A comparison of corn fiber gum, hydrophobically modified starch, gum arabic and soybean soluble polysaccharide: interfacial dynamics, viscoelastic response at oil/water interfaces and emulsion stabilization mechanisms

Authors: JIN, QIANGWEI - Shanghai Jiaotong University; LI, XIAOBEI - Shanghai Jiaotong University; CAI, ZHIXIANG - Shanghai Jiaotong University; Yadav, Madhav; ZHANG, HONGBIN - Shanghai Jiaotong University; ZHANG, FEI - Shanghai Jiaotong University

Submitted to: Food Hydrocolloids
Publication Type: Peer Reviewed Journal
Publication Acceptance Date: 3/2/2017
Publication Date: 4/26/2017
Publication URL: http://handle.nal.usda.gov/10113/5674100
Citation: Jin, Q., Li, X., Cai, Z., Yadav, M.P., Zhang, H., Zhang, F. 2017. A comparison of corn fiber gum, hydrophobically modified starch, gum arabic and soybean soluble polysaccharide: interfacial dynamics, viscoelastic response at oil/water interfaces and emulsion stabilization mechanisms. Food Hydrocolloids. 70:329-344.

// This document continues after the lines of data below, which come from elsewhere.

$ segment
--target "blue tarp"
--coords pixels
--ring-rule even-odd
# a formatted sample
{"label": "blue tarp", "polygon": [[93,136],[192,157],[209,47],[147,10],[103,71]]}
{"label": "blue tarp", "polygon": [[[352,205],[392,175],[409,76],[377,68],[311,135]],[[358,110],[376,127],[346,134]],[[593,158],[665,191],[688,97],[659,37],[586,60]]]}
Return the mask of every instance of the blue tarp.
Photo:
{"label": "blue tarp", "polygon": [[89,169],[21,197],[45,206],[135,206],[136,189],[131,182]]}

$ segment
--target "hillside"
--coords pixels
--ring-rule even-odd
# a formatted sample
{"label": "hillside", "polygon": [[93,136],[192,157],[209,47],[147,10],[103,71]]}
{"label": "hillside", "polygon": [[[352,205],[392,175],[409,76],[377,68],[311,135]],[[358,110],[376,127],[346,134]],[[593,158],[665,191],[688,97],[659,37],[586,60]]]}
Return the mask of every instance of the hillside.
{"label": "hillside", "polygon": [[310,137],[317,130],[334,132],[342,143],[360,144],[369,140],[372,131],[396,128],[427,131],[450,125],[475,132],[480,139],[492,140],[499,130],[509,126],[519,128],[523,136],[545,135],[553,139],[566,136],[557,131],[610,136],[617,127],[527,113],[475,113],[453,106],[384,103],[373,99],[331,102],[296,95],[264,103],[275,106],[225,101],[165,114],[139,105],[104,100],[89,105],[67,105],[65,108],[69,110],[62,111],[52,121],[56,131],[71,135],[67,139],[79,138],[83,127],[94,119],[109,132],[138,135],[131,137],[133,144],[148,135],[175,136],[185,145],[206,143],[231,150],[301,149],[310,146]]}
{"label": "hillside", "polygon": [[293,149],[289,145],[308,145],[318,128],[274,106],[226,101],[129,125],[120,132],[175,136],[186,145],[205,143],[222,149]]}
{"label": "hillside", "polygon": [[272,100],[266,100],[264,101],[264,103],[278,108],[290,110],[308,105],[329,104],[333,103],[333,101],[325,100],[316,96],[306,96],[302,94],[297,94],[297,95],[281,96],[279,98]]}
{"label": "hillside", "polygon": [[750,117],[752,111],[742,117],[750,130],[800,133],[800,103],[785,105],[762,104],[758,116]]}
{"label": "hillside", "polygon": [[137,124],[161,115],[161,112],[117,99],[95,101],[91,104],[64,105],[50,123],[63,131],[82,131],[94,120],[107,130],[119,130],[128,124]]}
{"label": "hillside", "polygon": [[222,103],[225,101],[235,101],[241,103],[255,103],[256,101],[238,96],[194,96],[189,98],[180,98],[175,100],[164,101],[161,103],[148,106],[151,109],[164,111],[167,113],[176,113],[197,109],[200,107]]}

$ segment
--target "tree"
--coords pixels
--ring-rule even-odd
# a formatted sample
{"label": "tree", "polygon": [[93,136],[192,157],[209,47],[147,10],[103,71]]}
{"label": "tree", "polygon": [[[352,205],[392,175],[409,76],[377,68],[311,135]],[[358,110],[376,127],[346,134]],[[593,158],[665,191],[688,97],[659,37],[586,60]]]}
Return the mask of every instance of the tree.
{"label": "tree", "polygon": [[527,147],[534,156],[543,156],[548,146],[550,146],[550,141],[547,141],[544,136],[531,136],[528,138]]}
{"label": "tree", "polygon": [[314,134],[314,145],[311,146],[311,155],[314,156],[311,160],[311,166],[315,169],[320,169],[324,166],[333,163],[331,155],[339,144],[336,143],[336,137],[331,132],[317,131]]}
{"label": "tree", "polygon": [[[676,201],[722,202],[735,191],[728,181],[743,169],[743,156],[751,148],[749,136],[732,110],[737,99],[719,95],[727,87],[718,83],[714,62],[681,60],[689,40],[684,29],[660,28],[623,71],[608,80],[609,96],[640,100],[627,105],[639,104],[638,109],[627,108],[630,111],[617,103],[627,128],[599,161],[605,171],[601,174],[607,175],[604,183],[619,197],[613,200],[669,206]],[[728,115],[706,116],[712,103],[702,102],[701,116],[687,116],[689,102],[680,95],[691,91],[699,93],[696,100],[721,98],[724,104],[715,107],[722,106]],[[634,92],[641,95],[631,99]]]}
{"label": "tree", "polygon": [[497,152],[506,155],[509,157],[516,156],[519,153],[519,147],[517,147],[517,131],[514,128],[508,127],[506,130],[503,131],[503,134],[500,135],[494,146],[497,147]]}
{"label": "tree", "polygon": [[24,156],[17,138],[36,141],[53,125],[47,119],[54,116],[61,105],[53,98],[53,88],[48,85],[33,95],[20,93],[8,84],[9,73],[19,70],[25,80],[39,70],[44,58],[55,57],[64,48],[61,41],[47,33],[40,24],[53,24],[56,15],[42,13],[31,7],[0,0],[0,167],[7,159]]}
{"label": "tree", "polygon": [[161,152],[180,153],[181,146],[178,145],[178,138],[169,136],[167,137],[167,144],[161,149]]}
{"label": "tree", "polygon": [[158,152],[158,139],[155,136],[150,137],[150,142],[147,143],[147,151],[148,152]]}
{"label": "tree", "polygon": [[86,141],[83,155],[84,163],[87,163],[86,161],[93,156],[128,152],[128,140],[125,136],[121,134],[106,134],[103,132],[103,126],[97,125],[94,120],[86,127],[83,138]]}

Interpretive Summary: Corn fiber gum (CFG) is isolated from a low valued by-product (corn fiber) of the corn wet milling process for producing corn starch and bioethanol. CFG has potential applications in the food industry as a thickener, stabilizer and emulsifier. However, the interfacial flow behavior in its oil in water emulsion and its effects on emulsion stability has not been well studied. Usually the flow behavior of an emulsifier at the oil and water interface is related to its structure. From the application point of view, a better understanding of how the emulsifier behaves on the interface of oil and water emulsion would be very valuable. Therefore, this comparative study of flow properties of CFG at oil water interface was undertaken to compare CFG with three commercial carbohydrate polymer emulsifiers, (a) octenyl succinate anhydride-modified starch (OSA-s), (b) gum arabic (GA) and (c) soybean soluble polysaccharides (SSPS). Our studies indicated that although all these polymers are all good emulsifiers, they differ significantly in their interfacial properties, making some of them superior to others in terms of emulsion stability. Among these carbohydrate emulsifiers, CFG shows superior slow and continuous increment of interfacial viscoelastic behavior, which makes it a better emulsifier than the other polymers. Also significant differences in the viscoelastic properties of these four emulsifiers at the oil water interface were found indicating that there are major differences in their structures and chain associations. These findings will benefit U. S. corn processors and manufacturers of CFG by providing a better understanding the interfacial flow behavior of these emulsifiers and being able to better match them to various potential applications. The generation of a valuable product from corn milling by-products will also indirectly help to reduce overall cost of fuel ethanol produced from corn kernels.

Technical Abstract: The interfacial rheology of polysaccharide adsorption layers of corn fiber gum (CFG), octenyl succinate anhydride-modified starch (OSA-s), gum arabic (GA) and soybean soluble polysaccharides (SSPS) at the oil/water interface and their emulsifying properties in oil-in-water (O/W) emulsions were compared. All four amphiphilic polymers contain different amounts of protein and they are of high molecular weight and highly branched. Based on the detailed interfacial shear rheological information (shearing time, concentration, temperature, strain), dependency of interfacial dynamic moduli, creep or relaxation response, and steady/dynamic flow behavior of the interfacial layers, we found pronounced differences in the viscoelastic response of the four hybrid polyelectrolytes in shear flow. The adsorbed film of CFG is unique because it exhibits a predominantly viscous layer (loss modulus G’ > storage modulus G'’) showing an apparently increasing G' throughout the whole test without a saturated value, whereas OSA-s produces a viscous layer at the interface with a very low viscosity, G'< G'. Emulsifying properties of the four polymers were evaluated in terms of the emulsion physical properties, droplet-size distribution and optical microscopy observation. The effect of concentration and storage temperature on the interfacial viscoelastic response and the corresponding emulsion stability of each biopolymer were correlated. Models to describe the distinct interfacial dynamics and stabilizing mechanism of the four emulsifiers involving steric repulsion and electrostatic repulsion were proposed.